Al snel klink er Syrische muziek uit de box en krijgen we onze eerste Dabke dans workshop van twee Syrische jongeren. Tussen het voetballen en dansen door krijgen we wat basislessen Arabisch. De sfeer is helemaal top wanneer mijn collega vrijwilliger zijn camera boven haalt. De jongeren halen met enthousiasme de beste fotograaf of het beste model in zichzelf naar boven. Aan instagramwaardige foto’s alvast geen gebrek. We keren met een voldaan gevoel en Syrische Dabke muziek in ons hoofd terug naar Šid. De racistische uitspraken van de man blijven echter in ons achterhoofd spoken en zouden tijdens onze volgende ontmoeting nog een staartje krijgen.
© Raffaele Piemonte
Een paar dagen later gaan we terug naar het meer en worden we “vereerd” met een bezoekje van de politie uit Šid. Ze sturen de jongeren terug richting het opvangcentrum met het ene loze argument na het andere: dat het groen rond het meer privébezit zou zijn, dat de Servische vrouwen bang waren geweest van de jongeren en dat één van hen iets had gestolen in een buurtwinkel. En ja als één iemand iets gestolen heeft, kunnen we maar beter een volledige etnische groep straffen voor het gebeuren. De jongeren komen er uiteindelijk met enige schrik en wat boosheid vanaf.

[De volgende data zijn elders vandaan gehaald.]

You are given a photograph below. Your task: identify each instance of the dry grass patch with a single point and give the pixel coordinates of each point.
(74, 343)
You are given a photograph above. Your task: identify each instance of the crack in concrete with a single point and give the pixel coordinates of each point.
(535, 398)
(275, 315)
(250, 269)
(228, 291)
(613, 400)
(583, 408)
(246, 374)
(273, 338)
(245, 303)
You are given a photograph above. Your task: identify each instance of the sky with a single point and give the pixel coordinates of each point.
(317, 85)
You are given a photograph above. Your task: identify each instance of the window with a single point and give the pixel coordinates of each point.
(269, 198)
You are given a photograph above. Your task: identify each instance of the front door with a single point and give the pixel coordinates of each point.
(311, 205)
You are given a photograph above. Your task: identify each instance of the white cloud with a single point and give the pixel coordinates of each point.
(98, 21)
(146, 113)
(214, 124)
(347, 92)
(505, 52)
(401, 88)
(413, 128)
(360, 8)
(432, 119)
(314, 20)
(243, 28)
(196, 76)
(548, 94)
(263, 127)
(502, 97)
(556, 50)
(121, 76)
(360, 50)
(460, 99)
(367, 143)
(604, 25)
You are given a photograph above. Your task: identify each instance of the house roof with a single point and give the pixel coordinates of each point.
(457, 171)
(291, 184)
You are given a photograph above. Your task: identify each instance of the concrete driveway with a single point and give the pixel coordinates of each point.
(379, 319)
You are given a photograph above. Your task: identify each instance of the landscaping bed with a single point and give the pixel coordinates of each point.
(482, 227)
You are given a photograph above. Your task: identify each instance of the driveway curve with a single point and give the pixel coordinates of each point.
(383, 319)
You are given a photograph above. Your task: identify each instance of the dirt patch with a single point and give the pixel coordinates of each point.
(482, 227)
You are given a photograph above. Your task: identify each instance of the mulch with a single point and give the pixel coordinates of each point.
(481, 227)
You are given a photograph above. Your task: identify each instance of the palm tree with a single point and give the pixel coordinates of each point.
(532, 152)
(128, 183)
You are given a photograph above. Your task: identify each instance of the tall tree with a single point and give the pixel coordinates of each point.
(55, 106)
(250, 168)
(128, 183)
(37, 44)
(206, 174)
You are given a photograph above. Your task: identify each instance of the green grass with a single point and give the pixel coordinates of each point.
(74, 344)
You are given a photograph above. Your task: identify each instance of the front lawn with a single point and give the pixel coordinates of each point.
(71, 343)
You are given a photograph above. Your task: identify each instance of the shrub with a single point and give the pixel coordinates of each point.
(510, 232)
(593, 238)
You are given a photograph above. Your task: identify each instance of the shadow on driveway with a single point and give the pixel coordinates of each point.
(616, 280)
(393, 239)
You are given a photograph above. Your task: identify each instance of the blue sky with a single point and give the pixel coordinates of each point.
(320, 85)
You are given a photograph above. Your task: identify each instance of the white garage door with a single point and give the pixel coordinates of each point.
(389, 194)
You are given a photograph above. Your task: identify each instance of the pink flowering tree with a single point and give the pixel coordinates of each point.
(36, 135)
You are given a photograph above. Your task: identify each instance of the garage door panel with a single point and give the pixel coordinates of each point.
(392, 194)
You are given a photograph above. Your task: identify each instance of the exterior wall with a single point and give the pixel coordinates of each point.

Na het incident gaan twee van mijn mede-vrijwilligers naar het politiekantoor om meer uitleg te vragen aan de agenten. We contacteren een lokale ngo die people on the move, asielzoekers en andere minderheidsgroepen bijstaat met juridisch advies. Op die manier hopen we de politie te woord te kunnen staan met meer achtergrond omtrent de lokale wet en de rechten van NMBV.
De advocate wijst er echter op dat mensen in transit geen legale basis hebben om in Servië te verblijven. De transitcentra zijn een vorm van ‘getolereerde centra’ die niet door de wet worden onderschreven.
Het kwam er op neer dat de jongeren dus ook niet echt recht hebben op het gebruik van de publieke ruimte. Ze worden enkel getolereerd in een vacuüm van vaagheid. Effectieve bescherming gebaseerd op hun rechten als kind blijven eerder dode letter.
De moed zakt ons wat in de schoenen maar we trekken toch naar het politiekantoor. Dezelfde agenten die ons wegjaagden aan het meer staan ons op te wachten. Met weinig enthousiasme weigeren ze ons enige informatie te verlenen. Daar laten we het niet bij, en de volgende dag spreken we met de commissaris om te vragen of het zomaar kan dat de jongeren worden weg gestuurd. Hij is milder en zegt dat de jongeren daar inderdaad mogen rond hangen zolang ze hun kaart van het kamp meenemen. We zetten onze activiteiten met nieuwe moed verder en kijken al reikhalzend uit naar een volgende ontmoeting met de jongeren!